Chiapas, 22 fev.
Faz uma semana desde que saí para comprar cigarros depois de um show em Passo Fundo e me vi envolvido no tiroteio entre narcotraficantes e agentes da CIA. Deixo pra depois os detalhes do vôo até a Colômbia e da escapada pela selva. Resolvi escrever este diário para que saibam sobre meus últimos dias, no caso do pior acontecer. Ou para que sirva como coluna para o Extra Classe de março, que já está atrasada, no caso de eu conseguir comunicação com o exterior. Devem estar pensando que é preguiça, ou que eu estou sem tempo por causa da gravação do disco. Rá. Quem me dera. A causa indígena é emocionante, mas não agüento mais tortillas de tapioca. Assim que cheguei aqui, fui presenteado com um fuzil, um boné e a notícia de que vamos tomar de assalto a Cidade do México. Tentei acalmar os ânimos e fazê-los desistir dessa loucura, mas fui detido e levado à presença do subcomandante. Sugeri que em vez do ataque se fizesse uma marcha pacífica até a capital. Não respondeu nada, mas pelas baforadas do cachimbo deu pra ver que ficou pensando no assunto. Se aceitarem e chegarmos breve em algum lugarejo com fax, talvez eu consiga enviar a coluna a tempo.
San Tarantino, 02 mar.
Toparam a minha idéia da marcha, u-lá-lá, mas com um roteiro que mais parece uma volta turística da Soletur.
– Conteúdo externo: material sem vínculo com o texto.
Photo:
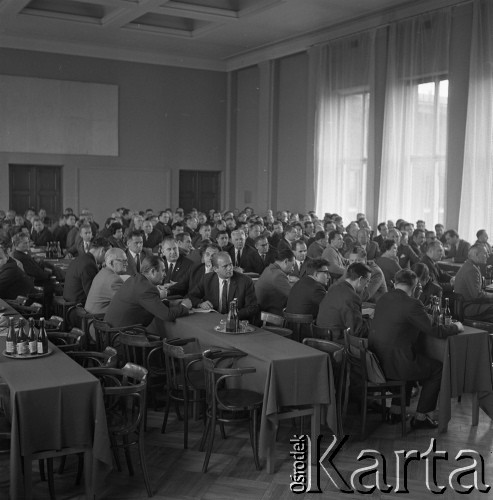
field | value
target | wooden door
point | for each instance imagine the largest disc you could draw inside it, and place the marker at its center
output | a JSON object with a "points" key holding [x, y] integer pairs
{"points": [[200, 189], [36, 186]]}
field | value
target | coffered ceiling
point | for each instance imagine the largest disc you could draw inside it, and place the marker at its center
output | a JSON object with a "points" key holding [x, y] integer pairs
{"points": [[212, 34]]}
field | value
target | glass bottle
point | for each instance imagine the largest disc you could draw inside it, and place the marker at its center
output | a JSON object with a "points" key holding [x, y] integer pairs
{"points": [[42, 338], [32, 338]]}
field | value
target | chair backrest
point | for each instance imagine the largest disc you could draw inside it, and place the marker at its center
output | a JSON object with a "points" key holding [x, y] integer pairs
{"points": [[92, 359], [458, 306], [219, 368], [181, 356], [271, 319]]}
E, coisa estranha, esconderam o subcomandante no fundo do ônibus e me puseram bem na frente, com a máscara e o cachimbo dele. Desconfio que vou ter que aprender a discursar em espanhol. Como ainda não achei um fax, pelo jeito a coluna de março não vai sair. Cada vez que me fotografam, levanto o braço com o punho fechado. Se o editor vir a foto e me reconhecer, talvez entenda que é pra segurar o fechamento.
Cidade do México, 20 mar.
A marcha foi um sucesso, embora a lei dos direitos indígenas não tenha saído. Ninguém suspeitou que era eu, e não o subcomandante, por trás da máscara. Até eu me convenci. Tem algo meio estranho no fumo desse cachimbo. O pessoal agora me trata como herói e quer que eu seja efetivado como sub-subcomandante. Não posso. Tenho um disco pra gravar. Não agüento mais tortilla. Pedi pra me liberarem e pra passarem um fax pra mim, senão perco o fechamento do Extra Classe de abril e aí sim arrumo uma guerra. Tenho que contar tudo isso ao editor, ele nem vai acreditar. E tenho que pedir desculpa aos leitores, por não ter enviado a coluna de março. Acho que vão entender, todo mundo sabe o risco que é sair pra comprar cigarros depois de um show em Passo Fundo.